I put on my blue jeans, and a red shirt. I wish it was summer though, as now I need to get bundled up so I wouldn’t freeze to death. I put on a hoodie, along with my winter jacket, and all of the other little accessories. Ring! I look at my phone to see what notification I got. I read, “We’re here”. My heart started jumping out, and the million scenarios of what might happen if I got caught come to mind. I start to feel less excited now, as I lock the door to the house, and walk across the cold concrete to the Toyota car waiting for me.

We spent the time going to see a movie at the Pickwick theatre, followed by walking to Starbucks to get out coffee’s. As I am looking down at my phone, it says that it’s eight thirty. I immediately sprang out of my seat and told my friends that we need to go now. We walked down the road with the sharp, cold air hitting my face to get to the car. At this point, I am feeling panic and guilt. “Please don’t be home”, is what I said in my head over a million times.

We drove ten minutes, but it felt like eternity. As we pulled up, my heart sank. My parents were just getting out of the red Jeep. I didn’t know what to do. I told him to drive very quickly to the alley. I got into the garage and pretended to be working on something. Luckily it was just in time. I see my mom and dad approaching the garage. I open the door expecting to hear my mom yelling at me for being in the cold garage, but that was not the topic that I was being yelled at about.

“Don’t you dare lie to us, where were you”? She said angrily.

“In the garage, working on the snow blower”, I said very nervously.

“You’re lying. Your grandma came by a half our ago, and you weren’t home, now go on and tell the truth”, she said.

“Okay, I went out with my friends”, I said in a sad tone.

There was an eerie silence, then the words came out, “I am very disappointed in you, I thought you were more responsible than that”, she said in a sad tone this time.

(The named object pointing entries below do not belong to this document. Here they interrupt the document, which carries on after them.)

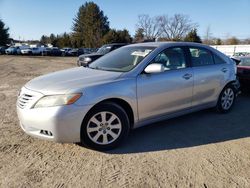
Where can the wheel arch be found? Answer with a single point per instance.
(122, 103)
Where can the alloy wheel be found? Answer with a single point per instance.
(104, 128)
(227, 98)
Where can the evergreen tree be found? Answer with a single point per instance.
(139, 35)
(117, 36)
(192, 36)
(89, 26)
(4, 34)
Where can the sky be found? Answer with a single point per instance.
(30, 19)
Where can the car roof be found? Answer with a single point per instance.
(169, 43)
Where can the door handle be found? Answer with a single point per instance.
(224, 70)
(187, 76)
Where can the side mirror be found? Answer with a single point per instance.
(154, 68)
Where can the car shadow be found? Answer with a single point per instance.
(200, 128)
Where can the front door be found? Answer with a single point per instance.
(168, 91)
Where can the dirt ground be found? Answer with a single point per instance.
(203, 149)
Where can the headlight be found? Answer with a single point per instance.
(87, 59)
(57, 100)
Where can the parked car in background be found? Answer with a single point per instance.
(55, 51)
(243, 71)
(26, 51)
(130, 87)
(37, 50)
(84, 60)
(2, 50)
(11, 50)
(65, 51)
(76, 51)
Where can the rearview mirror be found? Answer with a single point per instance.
(154, 68)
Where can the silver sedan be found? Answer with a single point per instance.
(130, 87)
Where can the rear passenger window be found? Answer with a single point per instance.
(201, 57)
(218, 60)
(171, 58)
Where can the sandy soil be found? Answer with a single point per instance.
(203, 149)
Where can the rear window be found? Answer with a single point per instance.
(201, 57)
(218, 60)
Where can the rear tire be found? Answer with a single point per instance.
(226, 99)
(105, 127)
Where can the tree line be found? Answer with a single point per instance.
(91, 29)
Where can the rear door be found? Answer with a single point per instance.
(209, 75)
(168, 91)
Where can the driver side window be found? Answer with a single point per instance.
(171, 59)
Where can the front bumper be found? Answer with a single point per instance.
(58, 123)
(61, 123)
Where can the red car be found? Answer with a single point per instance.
(243, 71)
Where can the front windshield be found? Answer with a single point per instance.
(245, 62)
(123, 59)
(104, 49)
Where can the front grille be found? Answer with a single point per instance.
(24, 99)
(246, 72)
(27, 98)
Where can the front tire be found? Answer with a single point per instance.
(105, 127)
(226, 99)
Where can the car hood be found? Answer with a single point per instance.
(71, 79)
(92, 55)
(243, 67)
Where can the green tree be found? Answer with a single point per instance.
(64, 40)
(4, 34)
(232, 41)
(139, 35)
(119, 36)
(44, 40)
(192, 36)
(89, 26)
(218, 41)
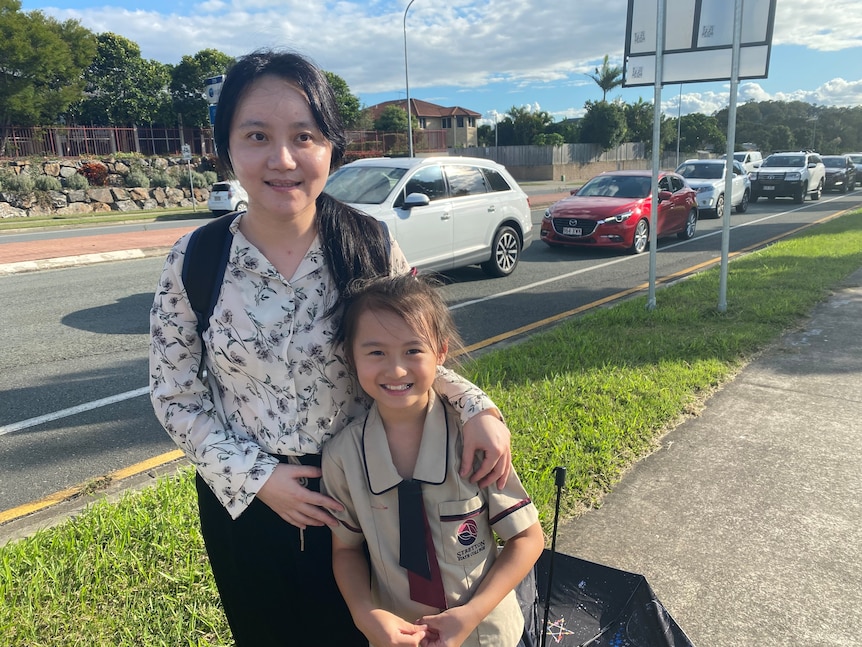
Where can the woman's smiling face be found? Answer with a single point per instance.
(277, 150)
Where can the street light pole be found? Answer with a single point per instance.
(407, 85)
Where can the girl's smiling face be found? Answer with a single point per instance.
(395, 365)
(277, 150)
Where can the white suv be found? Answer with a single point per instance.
(445, 212)
(790, 175)
(226, 197)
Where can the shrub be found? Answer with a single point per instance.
(20, 185)
(197, 179)
(76, 182)
(95, 172)
(47, 183)
(137, 178)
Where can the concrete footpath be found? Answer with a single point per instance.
(748, 521)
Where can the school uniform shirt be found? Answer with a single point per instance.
(359, 472)
(276, 383)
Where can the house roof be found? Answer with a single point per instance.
(423, 109)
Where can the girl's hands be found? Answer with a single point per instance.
(449, 628)
(384, 628)
(295, 503)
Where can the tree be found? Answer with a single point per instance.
(393, 119)
(603, 124)
(701, 132)
(187, 85)
(122, 88)
(607, 77)
(41, 65)
(527, 123)
(348, 104)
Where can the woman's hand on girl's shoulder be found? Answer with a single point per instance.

The level of guilt was at an all time high at this point. I feel very stupid for disobeying my parents. That night, snow started to fall very hard.

I had thought all night about the mistake I had made. It was wrong as I hurt my parents and made them lose their trust in me. That night, I gave a sincere apology to my parents, and learned my lesson. I hated the feeling of guilt. I always tried to avoid it. Since that cold December night, the snow has melted, and I no longer have pressure and guilt on me, and learned to never lie and always respect my parents’ instruction. It was a Friday night that would change the way I would think.